The table once again toasted the Prince’s good health. There was no knowing how many of the glittering smiles read false, here in Vere.

Damen ate of the food because he could not entertain any other pleasure. It was hearty and good, from hoards of petite watercress leaves bathed in vinegar to the spiced, roasted lamb, killed only this morning. It was filling, and it was not nearly enough. Laurent carved the first slice; with his prowess in combat Damen was unsurprised at how easily the Prince’s knife slid in and out of the lamb’s ribs like slicing butter.

He supposed that was how others’ lives seemed to the Prince, cold and inanimate. Yet the grace of the gesture was unmistakable as his eyes were drawn to Laurent's wrists, thin and glassy with veins translucent below the surface, miraculously exposed by dipping sleeves of lavender gold. A reflection of beauty as much as seasoned mortality.

Or perhaps it was the poison.

He tried to keep his head down. His skin rarely showed blush, but there was no being too cautious, and there was the humiliation to think of as well. Across the table, a Veretian woman's hair caught the drizzled chandelier light in gilded waves, and at the side of the room, a slave from Patras stroked the gnarled feet of his master with slow rhythm.

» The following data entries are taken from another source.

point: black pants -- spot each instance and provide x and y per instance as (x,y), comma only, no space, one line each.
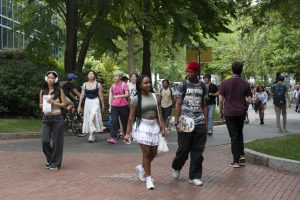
(53,138)
(193,142)
(235,126)
(116,112)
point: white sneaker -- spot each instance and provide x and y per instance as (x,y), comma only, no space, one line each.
(140,172)
(91,139)
(196,182)
(175,173)
(149,183)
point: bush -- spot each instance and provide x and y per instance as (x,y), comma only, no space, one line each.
(20,83)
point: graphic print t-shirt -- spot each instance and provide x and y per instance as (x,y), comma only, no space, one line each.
(193,100)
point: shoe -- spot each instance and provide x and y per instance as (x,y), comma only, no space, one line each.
(111,141)
(140,172)
(235,165)
(149,183)
(175,173)
(91,139)
(47,165)
(242,161)
(196,182)
(54,168)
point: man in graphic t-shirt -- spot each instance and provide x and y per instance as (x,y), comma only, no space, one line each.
(213,92)
(191,101)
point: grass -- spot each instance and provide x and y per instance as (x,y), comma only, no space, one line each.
(285,147)
(20,125)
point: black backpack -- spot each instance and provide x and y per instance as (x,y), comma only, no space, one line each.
(184,88)
(279,91)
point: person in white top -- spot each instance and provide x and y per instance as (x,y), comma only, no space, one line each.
(261,98)
(132,85)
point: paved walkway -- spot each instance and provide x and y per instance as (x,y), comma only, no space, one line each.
(102,171)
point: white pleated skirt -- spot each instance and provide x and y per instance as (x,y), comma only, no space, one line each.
(92,119)
(147,132)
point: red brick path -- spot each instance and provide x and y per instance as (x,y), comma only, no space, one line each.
(111,176)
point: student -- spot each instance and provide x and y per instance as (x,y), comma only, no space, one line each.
(146,129)
(233,107)
(52,121)
(191,101)
(92,119)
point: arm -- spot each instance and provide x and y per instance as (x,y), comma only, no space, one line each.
(81,98)
(41,100)
(131,119)
(177,111)
(205,112)
(221,105)
(100,95)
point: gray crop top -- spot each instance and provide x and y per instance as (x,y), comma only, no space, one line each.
(149,105)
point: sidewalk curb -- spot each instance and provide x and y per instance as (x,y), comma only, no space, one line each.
(288,165)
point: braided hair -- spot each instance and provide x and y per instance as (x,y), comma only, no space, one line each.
(139,103)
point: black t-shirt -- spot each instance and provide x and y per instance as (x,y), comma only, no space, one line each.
(212,88)
(68,87)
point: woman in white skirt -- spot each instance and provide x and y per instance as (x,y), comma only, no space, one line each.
(92,119)
(146,129)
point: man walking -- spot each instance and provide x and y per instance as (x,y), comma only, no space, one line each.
(166,99)
(191,101)
(280,94)
(233,105)
(213,92)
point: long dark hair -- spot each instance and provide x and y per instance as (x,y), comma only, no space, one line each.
(139,103)
(56,91)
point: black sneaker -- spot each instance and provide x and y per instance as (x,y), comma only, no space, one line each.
(235,165)
(47,165)
(242,161)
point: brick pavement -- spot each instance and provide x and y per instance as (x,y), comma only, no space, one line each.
(111,176)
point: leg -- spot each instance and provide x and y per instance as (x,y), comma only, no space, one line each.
(284,116)
(115,122)
(124,115)
(184,146)
(211,112)
(278,113)
(198,145)
(232,126)
(58,141)
(46,138)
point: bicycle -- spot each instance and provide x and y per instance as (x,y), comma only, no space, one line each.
(74,121)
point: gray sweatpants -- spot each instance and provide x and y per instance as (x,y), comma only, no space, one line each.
(53,131)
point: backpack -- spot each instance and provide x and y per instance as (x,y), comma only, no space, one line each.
(184,88)
(278,91)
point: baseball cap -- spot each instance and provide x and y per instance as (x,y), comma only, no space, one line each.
(71,76)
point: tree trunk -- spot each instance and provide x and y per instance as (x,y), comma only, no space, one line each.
(71,35)
(146,57)
(130,33)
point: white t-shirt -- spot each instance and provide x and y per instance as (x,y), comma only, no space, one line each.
(132,90)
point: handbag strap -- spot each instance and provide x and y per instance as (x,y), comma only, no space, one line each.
(158,110)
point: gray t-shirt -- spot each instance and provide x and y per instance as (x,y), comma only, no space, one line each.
(193,100)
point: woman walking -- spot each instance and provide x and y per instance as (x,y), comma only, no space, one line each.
(261,98)
(118,106)
(52,100)
(92,119)
(144,110)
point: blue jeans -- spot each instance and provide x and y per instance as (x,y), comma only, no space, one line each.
(211,111)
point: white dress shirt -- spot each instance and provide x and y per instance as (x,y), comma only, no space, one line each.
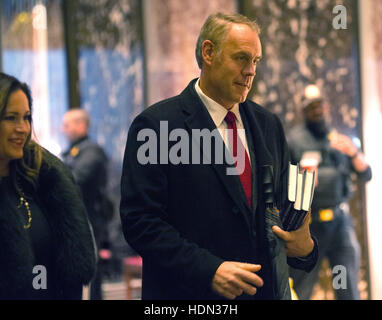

Forcing his eyes back to the table, there was still the difficulty of looking at Laurent. Laurent cut his food precisely, supplied with a new dagger to replace the one he'd shed blood with not an hour earlier. Damen tried to go over the whirlwind events that had transpired, to take his mind off the heat pooling in his lap. 

After Patrice’s accusation, with Damen reacting uselessly late, Laurent had revealed his makeshift weapon from folds of heavy brocaded tablecloth, neatly blocking the man’s first thrust. Patrice had clearly been trained from a young age, judging by the reflexive parry and adequate feint, but he must’ve stopped learning when he hit late teens and utterly lapsed after that. As such it took three seconds instead of six for Laurent to disarm him in an ugly, jarring clash of reductive steel-on-steel, two seconds to climb the table, setting one foot in the soup tureen, and less than one to stab the lord in the heart. The Prince’s guard made it to Laurent’s side in seven seconds flat, suspiciously delayed and making an awful racket. And they were two seconds late and unnecessary.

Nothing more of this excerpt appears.